Hukum memberikan perlindungan penuh kepada pasangan yang sah, khususnya pihak istri. Oleh karena itu, baik pria yang telah beristri maupun perempuan yang menjadi pasangannya dapat dimintai pertanggungjawaban pidana. Ancaman pidana yang dapat dikenakan berupa pidana penjara paling lama 1 (satu) tahun atau denda kategori II (maksimal Rp10.000.000). Namun, perlu dipahami bahwa tindak pidana ini merupakan delik aduan, yang berarti proses hukum hanya dapat berjalan jika terdapat pengaduan resmi dari suami atau istri yang dirugikan.
Atas dasar tersebut, kami mengimbau masyarakat untuk lebih berhati-hati dalam menjalin hubungan, terutama dengan lawan jenis. Memastikan status perkawinan calon pasangan dan menjaga relasi agar tetap berada dalam koridor hukum adalah bentuk tanggung jawab pribadi demi menjaga keadilan serta ketertiban sosial.
Selain melanggar hukum positif, perbuatan tersebut secara fundamental bertentangan dengan norma agama. Dalam ajaran Islam, hubungan intim hanya dibenarkan di dalam ikatan pernikahan yang sah. Perbuatan zina dipandang sebagai dosa besar karena merusak kehormatan diri, mencederai kesucian rumah tangga, serta memicu kerusakan moral di tengah masyarakat.

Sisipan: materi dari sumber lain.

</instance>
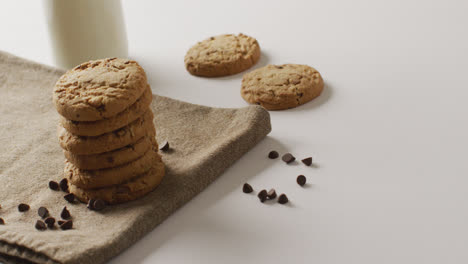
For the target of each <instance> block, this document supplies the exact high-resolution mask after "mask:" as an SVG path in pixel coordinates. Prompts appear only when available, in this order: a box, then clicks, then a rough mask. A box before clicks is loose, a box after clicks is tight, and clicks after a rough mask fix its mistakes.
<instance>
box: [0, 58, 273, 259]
mask: <svg viewBox="0 0 468 264" xmlns="http://www.w3.org/2000/svg"><path fill="white" fill-rule="evenodd" d="M62 74H63V71H62V70H58V69H54V68H51V67H48V66H45V65H41V64H38V63H34V62H31V61H28V60H25V59H22V58H18V57H16V56H13V55H11V54H8V53H4V52H0V204H1V209H0V217H2V218H3V219H4V220H5V222H6V224H5V225H3V226H2V225H0V261H2V262H12V263H30V262H33V263H81V264H84V263H103V262H105V261H107V260H109V259H110V258H111V257H113V256H115V255H117V254H119V253H120V252H121V251H123V250H125V249H126V248H127V247H129V246H130V245H132V244H133V243H135V242H136V241H137V240H138V239H140V238H141V237H142V236H144V235H145V234H146V233H148V232H149V231H151V230H152V229H153V228H155V227H156V226H157V225H158V224H160V223H161V222H162V221H164V220H165V219H166V218H168V217H169V215H171V214H172V213H173V212H174V211H175V210H177V209H178V208H180V207H181V206H183V205H184V204H185V203H187V202H188V201H190V199H191V198H193V197H194V196H195V195H197V194H198V193H200V192H201V191H202V190H203V189H205V188H206V187H207V186H208V185H209V184H210V183H211V182H213V181H214V180H215V179H216V178H217V177H219V176H220V175H221V174H222V173H223V171H224V170H226V168H228V167H229V166H230V165H232V164H233V163H234V162H235V161H236V160H238V159H239V158H240V157H241V156H242V155H243V154H244V153H246V152H247V151H248V150H249V149H251V148H252V147H253V146H255V145H256V144H257V143H258V142H259V141H260V140H262V139H263V138H264V137H265V136H266V135H267V134H268V133H269V132H270V130H271V125H270V117H269V114H268V112H267V111H265V110H264V109H263V108H261V107H259V106H249V107H245V108H240V109H221V108H210V107H205V106H199V105H193V104H189V103H185V102H181V101H177V100H174V99H170V98H167V97H162V96H157V95H154V98H153V103H152V104H151V108H152V109H153V112H154V114H155V119H154V122H155V125H156V129H157V139H158V141H160V142H162V141H163V140H167V141H169V142H170V146H171V148H172V151H169V152H168V153H163V155H162V156H163V161H164V162H165V164H166V176H165V177H164V179H163V181H162V183H161V185H160V186H159V187H158V188H157V189H156V190H155V191H153V192H152V193H150V194H149V195H147V196H145V197H144V198H142V199H140V200H137V201H134V202H130V203H126V204H123V205H118V206H111V207H108V208H106V209H105V210H104V211H103V212H93V211H89V210H88V209H86V206H85V205H84V204H75V205H70V204H67V203H66V201H65V200H64V199H63V194H64V193H61V192H56V191H52V190H50V189H49V188H48V181H49V180H60V179H61V178H62V177H63V174H62V172H63V167H64V155H63V153H62V150H61V148H60V147H59V143H58V140H57V135H56V127H57V123H58V118H59V115H58V114H57V112H56V110H55V108H54V106H53V104H52V89H53V85H54V83H55V81H56V80H57V79H58V78H59V77H60V75H62ZM181 89H190V87H181ZM156 90H157V87H156ZM239 186H241V183H240V182H239ZM19 203H27V204H29V205H30V206H31V210H29V211H28V212H26V213H19V212H18V210H17V206H18V204H19ZM65 205H66V206H67V207H68V208H69V210H70V212H71V214H72V216H73V220H74V228H73V230H67V231H62V230H47V231H42V232H41V231H38V230H36V229H35V228H34V223H35V222H36V220H37V219H39V216H38V215H37V209H38V208H39V207H40V206H45V207H47V208H48V209H49V211H50V213H51V215H53V216H54V217H56V219H59V215H60V211H61V209H62V208H63V206H65ZM24 260H27V261H24Z"/></svg>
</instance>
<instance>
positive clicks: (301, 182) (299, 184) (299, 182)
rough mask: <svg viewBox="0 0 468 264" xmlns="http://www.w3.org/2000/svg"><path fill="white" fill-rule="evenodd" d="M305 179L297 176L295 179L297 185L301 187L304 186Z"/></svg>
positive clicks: (306, 180) (304, 177)
mask: <svg viewBox="0 0 468 264" xmlns="http://www.w3.org/2000/svg"><path fill="white" fill-rule="evenodd" d="M306 181H307V179H306V178H305V176H304V175H299V176H297V179H296V182H297V184H299V185H301V186H304V184H305V183H306Z"/></svg>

Allah SWT berfirman dalam Al-Qur’an:
وَلَا تَقْرَبُوا الزِّنَا ۖ إِنَّهُ كَانَ فَاحِشَةً وَسَاءَ سَبِيلًا
“Dan janganlah kamu mendekati zina; sesungguhnya zina itu adalah suatu perbuatan keji dan suatu jalan yang buruk.” (QS. Al-Isra: 32)
Ayat tersebut menegaskan bahwa larangan agama tidak hanya tertuju pada perbuatan zina itu sendiri, tetapi juga pada segala bentuk perilaku yang mendekatinya. Norma agama menuntut setiap individu untuk menjaga pandangan, pergaulan, dan kehormatan diri. Ketidaktahuan terhadap status perkawinan seseorang tidak serta-merta menghapus konsekuensi moral, karena kehati-hatian (ke-wara-an) merupakan kewajiban yang melekat pada setiap insan.
Sebagai kesimpulan, kepatuhan terhadap hukum negara harus berjalan selaras dengan ketaatan terhadap norma agama. Menjaga diri dari hubungan terlarang bukan sekadar upaya menghindari sanksi pidana, melainkan wujud tanggung jawab moral dan spiritual kepada Allah SWT, sekaligus bentuk penghormatan terhadap hak-hak pasangan yang sah.